Because of high mortality that Sano and his associates observed with the conventional Norwood procedure, they performed right ventricular outflow–to–pulmonary artery Gore-Tex graft anastomosis to provide for the pulmonary blood flow instead of conventional modified aortopulmonary shunt. [55, 56] Significant improvement was demonstrated in both immediate and late mortality with this modification. [57]

A multi-institutional study comparing the results of these 2 types of stage I palliation of hypoplastic left heart syndrome suggested no significant difference between the groups. [59]

Other hybrid approaches

Again, because of high mortality following stage I Norwood reconstruction, several groups have performed bilateral banding of the branch pulmonary arteries via median sternotomy and implant stent in the ductus arteriosus. [69, 70] Maintaining ductal patency with long-term prostaglandin infusion instead of ductal stenting is advocated by some. At the time of the second stage, aortic arch reconstruction, atrial septectomy, and bidirectional Glenn shunt are performed. This is followed by Fontan conversion. Although reduction of early mortality is theoretically feasible, larger experience with this approach than is currently available is necessary prior to general adaptation of this method of management of hypoplastic left heart syndrome.

Prevention by fetal intervention

Fetal echocardiography studies have shown development of hypoplastic left heart syndrome in fetuses initially found to have severe/critical aortic stenosis or absent of markedly restrictive patnet foramen ovale. Some data suggest that fetal intervention to relieve aortic valve stenosis (by balloon aortic valvuloplasty) or creation of atrial septal defects (by percutaneous septostomy), both under the guidance of ultrasonography), may promote normal development of the left ventricle or confer benefit following birth. [71, 72] Further research into this type of approach is needed.



Adequate nutrition is important before and after surgery.
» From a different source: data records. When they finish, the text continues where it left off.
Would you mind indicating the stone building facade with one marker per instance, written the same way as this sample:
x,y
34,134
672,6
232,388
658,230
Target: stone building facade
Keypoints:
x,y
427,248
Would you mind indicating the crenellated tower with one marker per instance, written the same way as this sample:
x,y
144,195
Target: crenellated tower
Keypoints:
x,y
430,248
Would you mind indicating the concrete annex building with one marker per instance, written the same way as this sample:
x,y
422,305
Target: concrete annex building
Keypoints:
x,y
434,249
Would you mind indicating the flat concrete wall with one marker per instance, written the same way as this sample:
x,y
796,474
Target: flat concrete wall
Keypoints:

Many infants require nasogastric feeding with increased-calorie breast milk or formula after the Norwood procedure. [73] Routine insertion of gastrostomy tube in the immediate postoperative period is used in some institutions to provide adequate caloric intake. However, normal oral feeding is reestablished with time. Adequate oral iron intake prevents development of iron deficiency anemia.
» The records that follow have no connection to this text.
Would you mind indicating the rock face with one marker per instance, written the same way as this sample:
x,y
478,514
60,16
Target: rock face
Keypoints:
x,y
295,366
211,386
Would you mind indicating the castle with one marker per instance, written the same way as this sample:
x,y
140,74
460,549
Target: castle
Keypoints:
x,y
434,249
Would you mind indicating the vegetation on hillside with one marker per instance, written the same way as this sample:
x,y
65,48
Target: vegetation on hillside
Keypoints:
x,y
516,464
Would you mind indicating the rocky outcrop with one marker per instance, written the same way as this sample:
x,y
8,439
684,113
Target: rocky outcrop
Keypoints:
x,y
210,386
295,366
After completion of the Fontan operation, specific dietary restrictions are not necessary unless protein-losing enteropathy develops. [44] In such cases, a medium-chain triglyceride diet may be helpful.
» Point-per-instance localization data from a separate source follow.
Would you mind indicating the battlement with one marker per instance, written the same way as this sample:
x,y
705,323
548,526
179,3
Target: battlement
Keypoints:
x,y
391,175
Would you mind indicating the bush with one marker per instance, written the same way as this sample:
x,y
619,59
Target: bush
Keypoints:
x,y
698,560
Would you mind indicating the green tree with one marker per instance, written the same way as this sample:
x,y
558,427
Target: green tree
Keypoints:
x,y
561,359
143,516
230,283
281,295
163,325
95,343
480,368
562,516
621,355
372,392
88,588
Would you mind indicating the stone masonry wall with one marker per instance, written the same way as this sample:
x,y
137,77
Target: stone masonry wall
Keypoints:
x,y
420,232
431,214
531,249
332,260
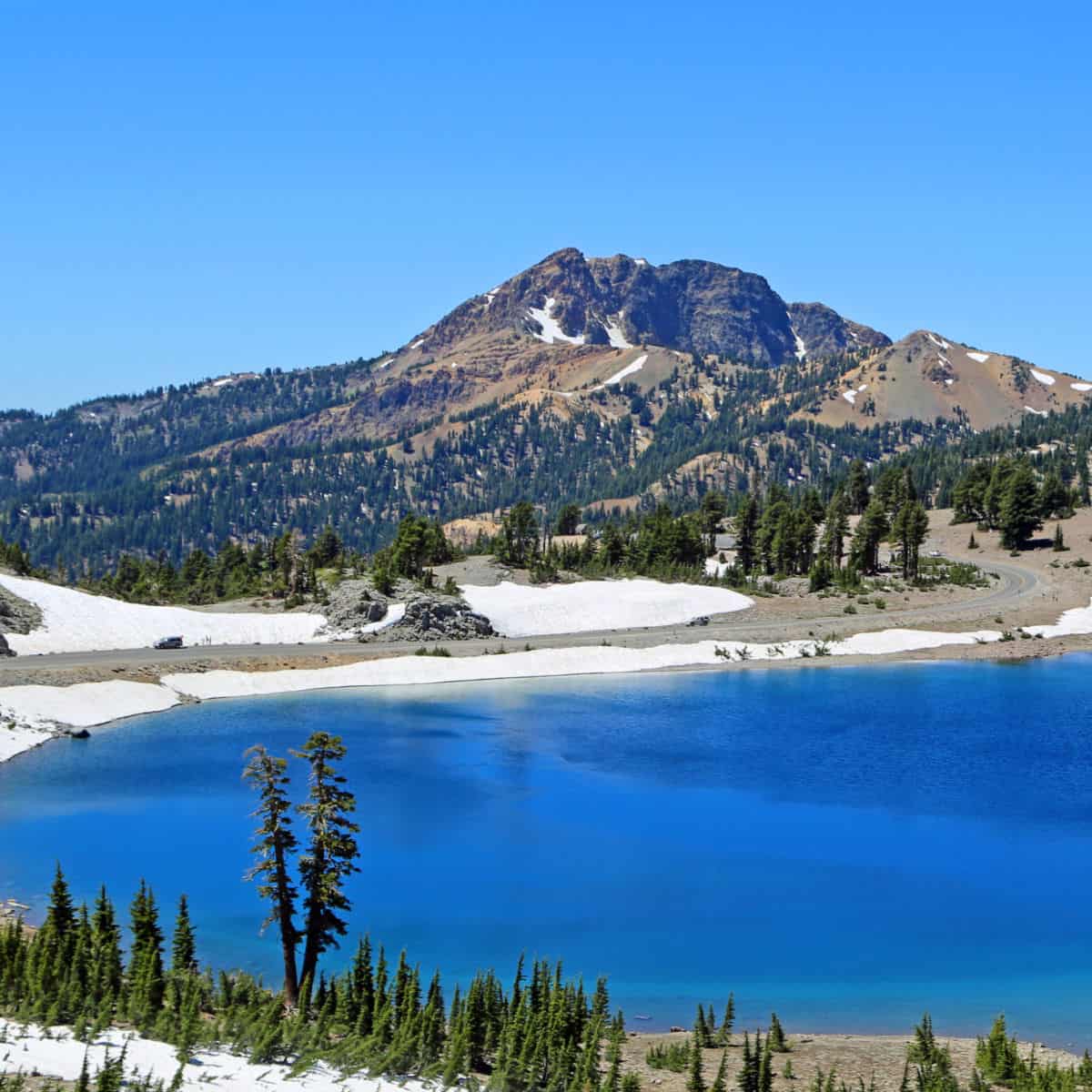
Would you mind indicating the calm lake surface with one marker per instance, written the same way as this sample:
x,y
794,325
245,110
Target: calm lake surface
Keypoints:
x,y
849,846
Specific activity restrictions are not imposed on children after completion of the Fontan operation. In general, encourage children to participate in activities that they are able to tolerate. Children who underwent a Fontan procedure may not be able to tolerate highly competitive sports.

Studies have shown that these children may have impaired exercise performance when compared to age-matched peers. Perform an exercise stress test when the child is old enough.

Neurodevelopmental abnormalities occur often in patients with hypoplastic left heart syndrome.


Long-Term Monitoring

Note the following:

  • Schedule outpatient follow-up care 2 weeks after discharge in the typical postoperative patient.
  • Schedule those who are S/P cardiac transplantation earlier for necessary laboratory studies.
  • Earlier follow-up care is also necessary if a pericardial effusion is discovered on the discharge echocardiogram.
  • Periodic follow-up visits after stage I, II, and III operations are mandatory. Individualize outpatient follow-up care based on the needs of each patient.
  • Substantial (5-15%) interstage mortality (between stages I and II) is observed. [74]  Restrictive atrial communication, obstruction of aortic arch (coarctation), obstructed Blalock-Taussig shunt or Sano shunt, pulmonary artery distortion, and tricuspid valve insufficiency are associated with interstage mortality. In addition, childhood GI or respiratory diseases may produce hypovolemia and/or acute hypoxemia, leading to interstage death. [74]  Careful observation, follow-up and home surveillance with optimal nutrition with good growth may decrease interstage mortality. [75, 76]  Interstage mortality between stage II (bidirectional Glenn) and stage III (Fontan) is lower that after stage I (Norwood) [77] ; however, follow-up is necessary.